With RPA in action, the robotic software bot will download the required forms from share point. The bot will read the input sheet for information necessary to generate the SAP vendor change report. Then bot logs into SAP, generates the report using the information read from the input sheet, exports the report to excel. The bot counts the total records on the report and selects the sample size based on the sample size sheet. The bot selects the random samples from excel SAP report.
According to sample size, bot finds the corresponding approval forms and compares values on reports and forms based on defined criteria on each example. The bot summarises results on the output sheet adding detailed information about the exceptions in a numbered fashion.

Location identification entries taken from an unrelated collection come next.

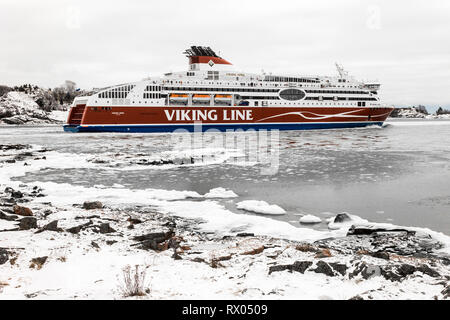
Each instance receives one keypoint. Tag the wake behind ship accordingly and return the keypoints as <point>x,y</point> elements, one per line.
<point>213,94</point>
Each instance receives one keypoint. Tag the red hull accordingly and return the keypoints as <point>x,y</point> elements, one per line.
<point>117,115</point>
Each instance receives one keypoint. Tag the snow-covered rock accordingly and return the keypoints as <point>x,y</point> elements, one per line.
<point>220,193</point>
<point>260,207</point>
<point>310,219</point>
<point>20,108</point>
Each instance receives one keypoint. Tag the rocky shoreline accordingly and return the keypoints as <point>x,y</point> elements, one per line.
<point>41,245</point>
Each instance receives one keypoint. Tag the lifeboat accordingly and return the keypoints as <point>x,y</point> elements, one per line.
<point>178,97</point>
<point>222,97</point>
<point>201,97</point>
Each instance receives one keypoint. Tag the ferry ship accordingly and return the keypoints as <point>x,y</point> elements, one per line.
<point>211,94</point>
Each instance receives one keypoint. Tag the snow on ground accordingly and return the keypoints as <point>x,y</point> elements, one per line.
<point>75,268</point>
<point>260,206</point>
<point>309,218</point>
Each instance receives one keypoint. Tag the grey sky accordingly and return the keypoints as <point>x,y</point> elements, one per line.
<point>403,44</point>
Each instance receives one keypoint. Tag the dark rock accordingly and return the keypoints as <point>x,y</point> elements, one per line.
<point>281,267</point>
<point>38,262</point>
<point>342,217</point>
<point>7,217</point>
<point>406,270</point>
<point>428,271</point>
<point>301,266</point>
<point>9,190</point>
<point>380,255</point>
<point>323,267</point>
<point>52,226</point>
<point>338,267</point>
<point>368,230</point>
<point>27,223</point>
<point>134,220</point>
<point>90,205</point>
<point>105,228</point>
<point>77,229</point>
<point>298,266</point>
<point>152,240</point>
<point>4,256</point>
<point>95,245</point>
<point>22,211</point>
<point>390,274</point>
<point>365,270</point>
<point>17,194</point>
<point>155,236</point>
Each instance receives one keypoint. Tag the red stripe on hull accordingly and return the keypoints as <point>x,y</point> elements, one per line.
<point>233,115</point>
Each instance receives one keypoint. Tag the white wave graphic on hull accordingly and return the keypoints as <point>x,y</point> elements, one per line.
<point>347,114</point>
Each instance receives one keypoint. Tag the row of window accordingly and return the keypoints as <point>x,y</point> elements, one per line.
<point>342,98</point>
<point>219,89</point>
<point>153,88</point>
<point>260,98</point>
<point>213,75</point>
<point>152,95</point>
<point>289,79</point>
<point>337,92</point>
<point>117,93</point>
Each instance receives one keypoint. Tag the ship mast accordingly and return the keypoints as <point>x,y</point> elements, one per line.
<point>341,71</point>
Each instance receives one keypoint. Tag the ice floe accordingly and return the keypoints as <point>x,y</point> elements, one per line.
<point>310,219</point>
<point>260,206</point>
<point>220,193</point>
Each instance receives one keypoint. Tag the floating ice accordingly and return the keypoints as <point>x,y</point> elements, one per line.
<point>260,207</point>
<point>220,193</point>
<point>310,219</point>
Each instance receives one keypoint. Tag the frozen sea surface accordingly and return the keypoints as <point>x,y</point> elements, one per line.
<point>398,174</point>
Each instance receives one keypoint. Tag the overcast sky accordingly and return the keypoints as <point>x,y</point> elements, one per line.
<point>403,44</point>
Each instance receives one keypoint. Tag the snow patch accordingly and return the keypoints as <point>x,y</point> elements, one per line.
<point>260,207</point>
<point>220,193</point>
<point>310,219</point>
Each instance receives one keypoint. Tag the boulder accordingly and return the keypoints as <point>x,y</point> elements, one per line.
<point>52,226</point>
<point>28,223</point>
<point>37,263</point>
<point>7,217</point>
<point>105,228</point>
<point>298,266</point>
<point>17,194</point>
<point>22,211</point>
<point>323,267</point>
<point>338,267</point>
<point>77,229</point>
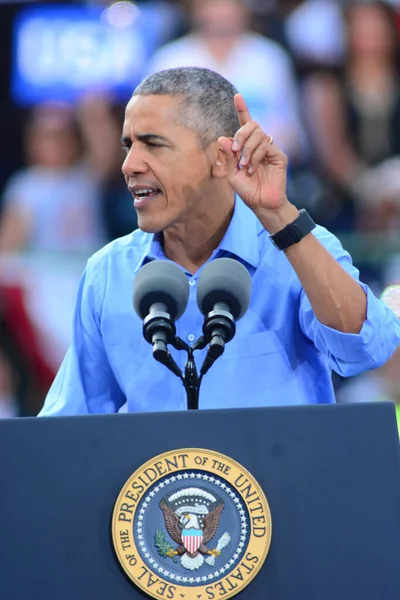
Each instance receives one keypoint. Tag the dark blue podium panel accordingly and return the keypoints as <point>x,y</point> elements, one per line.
<point>331,475</point>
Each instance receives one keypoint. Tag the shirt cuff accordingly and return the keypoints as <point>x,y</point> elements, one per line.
<point>377,340</point>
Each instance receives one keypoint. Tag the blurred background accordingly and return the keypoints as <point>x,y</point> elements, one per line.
<point>322,76</point>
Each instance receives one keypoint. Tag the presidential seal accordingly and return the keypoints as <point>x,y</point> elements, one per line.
<point>191,524</point>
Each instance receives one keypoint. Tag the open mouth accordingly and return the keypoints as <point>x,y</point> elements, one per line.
<point>144,194</point>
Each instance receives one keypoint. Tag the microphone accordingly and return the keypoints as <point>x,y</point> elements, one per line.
<point>160,297</point>
<point>223,297</point>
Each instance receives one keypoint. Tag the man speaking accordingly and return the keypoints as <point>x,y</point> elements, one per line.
<point>208,183</point>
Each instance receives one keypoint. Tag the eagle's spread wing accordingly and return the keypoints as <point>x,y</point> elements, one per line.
<point>211,522</point>
<point>171,523</point>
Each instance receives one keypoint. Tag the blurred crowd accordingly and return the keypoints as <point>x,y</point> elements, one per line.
<point>321,76</point>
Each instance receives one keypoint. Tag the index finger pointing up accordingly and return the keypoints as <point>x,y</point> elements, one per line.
<point>241,109</point>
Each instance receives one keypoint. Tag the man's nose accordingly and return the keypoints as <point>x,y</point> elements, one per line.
<point>134,163</point>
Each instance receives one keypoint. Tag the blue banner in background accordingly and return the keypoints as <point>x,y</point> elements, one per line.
<point>62,52</point>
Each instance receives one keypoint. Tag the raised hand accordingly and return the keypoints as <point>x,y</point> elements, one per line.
<point>257,168</point>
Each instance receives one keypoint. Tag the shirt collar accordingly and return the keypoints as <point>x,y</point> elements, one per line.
<point>240,239</point>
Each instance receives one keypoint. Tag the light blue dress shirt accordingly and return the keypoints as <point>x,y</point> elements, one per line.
<point>281,354</point>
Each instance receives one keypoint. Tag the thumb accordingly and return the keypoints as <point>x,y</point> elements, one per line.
<point>231,157</point>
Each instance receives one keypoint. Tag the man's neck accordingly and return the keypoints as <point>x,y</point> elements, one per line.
<point>193,245</point>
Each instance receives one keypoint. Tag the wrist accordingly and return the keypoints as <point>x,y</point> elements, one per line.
<point>276,219</point>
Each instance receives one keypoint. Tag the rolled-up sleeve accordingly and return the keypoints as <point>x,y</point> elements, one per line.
<point>348,353</point>
<point>85,382</point>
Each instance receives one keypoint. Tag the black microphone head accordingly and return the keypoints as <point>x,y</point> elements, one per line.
<point>160,281</point>
<point>224,280</point>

Thus RPA could change how internal audit works. Think about it! Where do you do repetitive manual testing? Where do you have tasks that require access to multiple or different data sources? These are good candidates for RPA.
Conclusion
RPA can deliver sizable improvement in productivity, cost and risk coverage. The opportunity is before us. It is time for Internal Audit to engage in the robotic action. RPA is quickly emerging as a must have enterprise capability. By automating low value repetitive human activities, bots can increase business productivity, create consistent quality and help operations scale. For certain manual activities, bots can generate as much as 3/4th of savings over traditional Business Process Outsourcing (BPO). That means using RPA risk and compliance functions can reduce costs. They can also better protect the business as bots have to drive productivity and more expansive risk coverage knowing when and how to best use the automation is the key to unlocking its value.